We bought a new car in December to replace our VW Golf, which was part of the Volkswagen emissions scandal.
Using rounded numbers, let’s say the new car cost $30k (out-the-door). We intended to pay cash, but couldn’t pass up a 0% interest loan when offered. We put down $10k just because, and a $20k to be paid over the next 4 years. Our VW buyback will net us $20k, so the total net cost of replacing the a car is $10k.
How do I account for this in spending? I see several options.
1) Count $10K of car spending in December 2016, put the $20k buyback money in an account, make payments from that account, and don’t factor any future car payments into my spending analysis. Track the car loan and depreciation in net worth as normal.
2) Count $10k of car spending in December 2016, treat the $20k buyback as a windfall, and count the car payments as part of our spending for the next 4 years.
3) Count $10k of car spending in December 2016, count a credit of $20k in car spending once we receive it (next month), then count the car payments as part of our spending for the next 4 years.
4) Do some math to figure out how long I expect to keep the car, how much it will be worth when we replace it, and “bill” myself for a car over X number of years. This seems overly complicated.

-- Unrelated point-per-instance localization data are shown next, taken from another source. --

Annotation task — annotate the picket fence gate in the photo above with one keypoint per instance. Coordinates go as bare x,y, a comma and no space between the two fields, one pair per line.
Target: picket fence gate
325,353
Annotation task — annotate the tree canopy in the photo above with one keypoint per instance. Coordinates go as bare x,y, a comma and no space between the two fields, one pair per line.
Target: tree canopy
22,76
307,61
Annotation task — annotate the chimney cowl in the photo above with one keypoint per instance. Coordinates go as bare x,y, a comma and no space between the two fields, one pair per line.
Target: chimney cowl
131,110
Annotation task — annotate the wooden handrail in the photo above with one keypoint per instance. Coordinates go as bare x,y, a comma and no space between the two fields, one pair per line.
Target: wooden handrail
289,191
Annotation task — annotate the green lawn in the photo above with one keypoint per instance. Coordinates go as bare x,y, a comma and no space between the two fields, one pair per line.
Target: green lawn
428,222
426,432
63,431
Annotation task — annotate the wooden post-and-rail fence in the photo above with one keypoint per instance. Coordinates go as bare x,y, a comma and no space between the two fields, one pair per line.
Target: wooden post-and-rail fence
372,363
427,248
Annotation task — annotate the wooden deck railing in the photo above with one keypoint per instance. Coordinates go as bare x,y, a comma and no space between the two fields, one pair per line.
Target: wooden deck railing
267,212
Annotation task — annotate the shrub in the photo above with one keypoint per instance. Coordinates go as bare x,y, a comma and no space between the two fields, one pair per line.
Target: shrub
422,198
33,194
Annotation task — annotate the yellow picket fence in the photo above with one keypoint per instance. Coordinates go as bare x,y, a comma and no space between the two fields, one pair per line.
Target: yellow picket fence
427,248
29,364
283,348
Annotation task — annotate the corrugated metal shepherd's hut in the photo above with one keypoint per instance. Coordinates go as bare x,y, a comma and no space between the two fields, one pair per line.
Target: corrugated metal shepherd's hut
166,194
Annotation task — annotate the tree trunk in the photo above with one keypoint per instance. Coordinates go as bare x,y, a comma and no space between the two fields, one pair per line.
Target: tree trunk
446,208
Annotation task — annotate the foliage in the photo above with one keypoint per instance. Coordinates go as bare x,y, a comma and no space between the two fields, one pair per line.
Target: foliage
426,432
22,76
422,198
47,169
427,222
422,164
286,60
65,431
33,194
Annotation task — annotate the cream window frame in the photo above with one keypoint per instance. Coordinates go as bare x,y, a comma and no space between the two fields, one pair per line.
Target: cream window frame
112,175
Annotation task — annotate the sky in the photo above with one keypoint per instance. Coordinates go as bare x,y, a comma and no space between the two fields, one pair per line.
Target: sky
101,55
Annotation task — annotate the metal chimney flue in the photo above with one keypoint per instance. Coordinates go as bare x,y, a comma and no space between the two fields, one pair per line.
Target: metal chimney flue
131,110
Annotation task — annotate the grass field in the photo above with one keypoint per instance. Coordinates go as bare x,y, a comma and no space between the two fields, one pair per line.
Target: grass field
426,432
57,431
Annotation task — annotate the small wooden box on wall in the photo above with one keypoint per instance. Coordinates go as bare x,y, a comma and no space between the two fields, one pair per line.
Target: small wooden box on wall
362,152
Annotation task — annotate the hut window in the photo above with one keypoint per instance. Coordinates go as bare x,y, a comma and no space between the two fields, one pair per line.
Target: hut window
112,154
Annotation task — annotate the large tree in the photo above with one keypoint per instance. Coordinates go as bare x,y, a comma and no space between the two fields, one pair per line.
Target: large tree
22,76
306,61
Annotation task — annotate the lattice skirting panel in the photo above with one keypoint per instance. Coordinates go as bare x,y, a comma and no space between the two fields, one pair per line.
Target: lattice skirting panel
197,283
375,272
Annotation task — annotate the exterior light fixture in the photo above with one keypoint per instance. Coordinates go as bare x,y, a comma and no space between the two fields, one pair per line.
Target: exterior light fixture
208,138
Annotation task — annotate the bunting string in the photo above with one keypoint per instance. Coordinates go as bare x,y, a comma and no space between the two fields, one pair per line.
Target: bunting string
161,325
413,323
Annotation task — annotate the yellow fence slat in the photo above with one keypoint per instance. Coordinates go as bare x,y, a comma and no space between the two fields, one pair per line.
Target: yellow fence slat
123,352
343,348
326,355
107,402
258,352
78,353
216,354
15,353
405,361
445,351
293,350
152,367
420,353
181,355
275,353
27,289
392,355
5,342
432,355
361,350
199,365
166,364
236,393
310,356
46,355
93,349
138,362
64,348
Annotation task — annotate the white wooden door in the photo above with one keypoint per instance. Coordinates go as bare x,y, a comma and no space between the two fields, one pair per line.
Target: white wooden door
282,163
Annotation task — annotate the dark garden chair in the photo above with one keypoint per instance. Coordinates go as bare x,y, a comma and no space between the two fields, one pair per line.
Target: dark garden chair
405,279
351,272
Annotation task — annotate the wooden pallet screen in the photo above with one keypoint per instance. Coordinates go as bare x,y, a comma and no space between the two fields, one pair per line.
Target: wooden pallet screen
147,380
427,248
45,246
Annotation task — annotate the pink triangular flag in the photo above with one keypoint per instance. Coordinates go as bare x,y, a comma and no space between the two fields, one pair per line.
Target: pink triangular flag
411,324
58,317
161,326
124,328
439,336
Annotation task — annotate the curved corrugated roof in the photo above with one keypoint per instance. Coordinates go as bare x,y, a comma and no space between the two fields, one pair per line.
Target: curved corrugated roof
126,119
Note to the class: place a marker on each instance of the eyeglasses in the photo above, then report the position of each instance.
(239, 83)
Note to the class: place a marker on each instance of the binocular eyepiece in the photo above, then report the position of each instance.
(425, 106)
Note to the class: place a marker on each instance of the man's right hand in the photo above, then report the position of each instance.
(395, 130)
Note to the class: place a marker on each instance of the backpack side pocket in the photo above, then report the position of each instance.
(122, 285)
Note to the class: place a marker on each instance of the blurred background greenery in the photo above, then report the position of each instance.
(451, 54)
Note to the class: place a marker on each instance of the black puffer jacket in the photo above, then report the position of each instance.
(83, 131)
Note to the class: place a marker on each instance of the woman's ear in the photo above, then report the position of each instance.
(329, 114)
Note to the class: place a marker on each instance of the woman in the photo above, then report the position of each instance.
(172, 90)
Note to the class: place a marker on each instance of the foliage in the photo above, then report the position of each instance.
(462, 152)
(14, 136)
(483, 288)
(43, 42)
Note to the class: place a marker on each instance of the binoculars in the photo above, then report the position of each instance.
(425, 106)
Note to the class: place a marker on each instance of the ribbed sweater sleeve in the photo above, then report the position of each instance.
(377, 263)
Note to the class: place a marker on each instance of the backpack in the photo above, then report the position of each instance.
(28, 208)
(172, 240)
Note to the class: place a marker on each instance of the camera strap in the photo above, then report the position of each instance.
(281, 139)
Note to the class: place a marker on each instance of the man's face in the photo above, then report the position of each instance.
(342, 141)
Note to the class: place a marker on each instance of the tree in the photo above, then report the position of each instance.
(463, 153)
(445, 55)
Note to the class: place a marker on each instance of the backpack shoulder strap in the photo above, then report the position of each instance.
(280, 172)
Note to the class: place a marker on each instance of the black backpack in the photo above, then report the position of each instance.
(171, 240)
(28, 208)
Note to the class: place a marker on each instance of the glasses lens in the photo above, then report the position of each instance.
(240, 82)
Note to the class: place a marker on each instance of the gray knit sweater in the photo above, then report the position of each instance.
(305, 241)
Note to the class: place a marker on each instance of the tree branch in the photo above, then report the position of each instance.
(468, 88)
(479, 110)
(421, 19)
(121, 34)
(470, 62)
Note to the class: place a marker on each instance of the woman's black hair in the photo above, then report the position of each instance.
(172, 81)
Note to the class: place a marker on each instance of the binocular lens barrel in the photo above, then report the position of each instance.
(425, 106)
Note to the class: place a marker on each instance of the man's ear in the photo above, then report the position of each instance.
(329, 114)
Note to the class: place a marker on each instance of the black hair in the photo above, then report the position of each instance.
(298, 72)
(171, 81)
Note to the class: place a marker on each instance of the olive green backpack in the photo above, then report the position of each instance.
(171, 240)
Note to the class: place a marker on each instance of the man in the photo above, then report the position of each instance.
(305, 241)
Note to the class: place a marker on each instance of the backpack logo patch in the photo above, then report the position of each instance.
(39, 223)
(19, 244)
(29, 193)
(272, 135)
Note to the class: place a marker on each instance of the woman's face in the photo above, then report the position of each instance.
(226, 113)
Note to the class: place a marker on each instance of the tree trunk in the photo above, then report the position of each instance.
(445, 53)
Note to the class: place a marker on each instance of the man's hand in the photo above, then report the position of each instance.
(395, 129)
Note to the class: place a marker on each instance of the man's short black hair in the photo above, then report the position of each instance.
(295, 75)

I’m inclined to do #1, which allows me to take advantage of a 0% interest without “feeling” like I’m adding a recurring payment. It’s also dead simple. Yet, it puts the cost of the car all in a single year, even though I get benefit for it for many years. That is also how I handled our first car, which was because we did pay cash up front. I liked #2 because it is conservative and we are getting use out of the money for many years – but perhaps overly so. How do you bookkeep your car spending? Or do you just not care?